I tried to get him off the subject with a common estimate that it takes 10,000 hours of practice to master an instrument and make a musician, figuring that could soothe him a bit, but he wasn’t helped by it.
There was more dissonance coming off this second interloper; Bret would say he can’t sleep, then smile and watch my reaction. There were no up moments and he was smiling.
I tell him the source of the 10,000 hour estimate, “This Is Your Brain on Music,” a marvel of a book by Daniel Levitin, a former musician turned neuroscientist who argues that music’s universal appeal proceeds from its early origins and it’s capacity to develop neurons and pathways. But Brett can’t stop: he doesn’t eat like he used to because he’s gotten older, and he bloats and gets headaches
I joke about the website ads I’ve seen that list the same symptoms and invite a click for more info on how to…
“Everything’s different now,” he interjects. Is it his compulsiveness that blocks his ability to hear? “It’s that thing that happened with the asteroids that crashed through the earth’s gravity; remember that?
“Gravity’s powerful, you know. Look at the sun, how it has effects on us…” I don’t know, I say, music seems to keep me happy…

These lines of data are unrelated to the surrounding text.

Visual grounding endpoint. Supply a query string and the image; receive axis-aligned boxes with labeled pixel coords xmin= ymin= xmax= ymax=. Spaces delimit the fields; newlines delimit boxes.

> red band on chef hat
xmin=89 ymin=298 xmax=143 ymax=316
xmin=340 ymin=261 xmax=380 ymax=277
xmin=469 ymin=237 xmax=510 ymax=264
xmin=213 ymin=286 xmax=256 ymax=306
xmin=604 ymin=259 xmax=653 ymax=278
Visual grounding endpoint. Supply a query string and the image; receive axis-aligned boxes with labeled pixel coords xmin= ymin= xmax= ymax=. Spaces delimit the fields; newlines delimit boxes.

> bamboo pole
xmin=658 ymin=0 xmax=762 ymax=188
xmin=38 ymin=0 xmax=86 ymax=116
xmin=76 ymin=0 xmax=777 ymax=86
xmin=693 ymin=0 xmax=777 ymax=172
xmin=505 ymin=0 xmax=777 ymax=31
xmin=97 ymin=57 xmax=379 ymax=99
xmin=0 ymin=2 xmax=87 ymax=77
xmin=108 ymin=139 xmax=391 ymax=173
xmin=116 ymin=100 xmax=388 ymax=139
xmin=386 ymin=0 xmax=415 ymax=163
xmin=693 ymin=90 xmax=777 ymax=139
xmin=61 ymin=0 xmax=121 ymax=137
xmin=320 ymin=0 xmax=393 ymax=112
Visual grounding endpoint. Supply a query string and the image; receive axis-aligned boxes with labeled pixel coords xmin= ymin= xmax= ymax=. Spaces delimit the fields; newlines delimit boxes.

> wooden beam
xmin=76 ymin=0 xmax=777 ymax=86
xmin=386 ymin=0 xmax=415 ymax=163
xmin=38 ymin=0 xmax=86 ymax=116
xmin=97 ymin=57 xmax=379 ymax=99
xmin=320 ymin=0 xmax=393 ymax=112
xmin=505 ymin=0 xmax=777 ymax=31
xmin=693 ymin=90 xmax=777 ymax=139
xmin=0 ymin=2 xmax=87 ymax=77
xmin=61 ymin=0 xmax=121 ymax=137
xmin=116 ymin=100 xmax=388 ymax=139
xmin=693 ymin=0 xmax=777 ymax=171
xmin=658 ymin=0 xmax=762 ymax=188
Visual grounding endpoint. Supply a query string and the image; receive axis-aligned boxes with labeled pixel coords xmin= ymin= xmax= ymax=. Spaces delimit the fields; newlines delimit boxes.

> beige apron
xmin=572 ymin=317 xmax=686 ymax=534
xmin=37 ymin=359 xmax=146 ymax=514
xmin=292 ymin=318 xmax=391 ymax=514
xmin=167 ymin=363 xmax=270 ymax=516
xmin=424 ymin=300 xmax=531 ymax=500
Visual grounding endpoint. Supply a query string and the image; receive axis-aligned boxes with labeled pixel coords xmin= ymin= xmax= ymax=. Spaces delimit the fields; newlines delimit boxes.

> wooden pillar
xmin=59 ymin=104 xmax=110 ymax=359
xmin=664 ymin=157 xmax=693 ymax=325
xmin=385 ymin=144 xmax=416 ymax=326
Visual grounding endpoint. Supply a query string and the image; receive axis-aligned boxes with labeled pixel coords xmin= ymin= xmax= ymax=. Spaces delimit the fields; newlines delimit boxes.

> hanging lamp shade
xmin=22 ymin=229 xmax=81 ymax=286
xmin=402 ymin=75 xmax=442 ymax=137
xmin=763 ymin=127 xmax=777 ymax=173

He’s come closer. Short, but powerful, he obviously takes care of himself. He’s got a reddish beard trimmed to start precisely at the line of his jaw, and an inch or two below his ears; none of it is allowed to reach his sun-ruddied cheeks.
He’s onto Planet X now, and says it has come around finally on its special elliptical orbit… and it’s the end time…
“Wait a minute, wait a minute,” I say, “how can you know that?”
“I’ve read it; it’s in the bible.”
As I leave I tell him I’ve had this idea – secular, pseudo-scientific but inspired by Levitin — that music has the ability to integrate us by bringing us back to some ancient understanding. “It’s something like the brain and the soul trying to talk to each other.” For the first time he stops talking, and I walk back to my place, indirectly.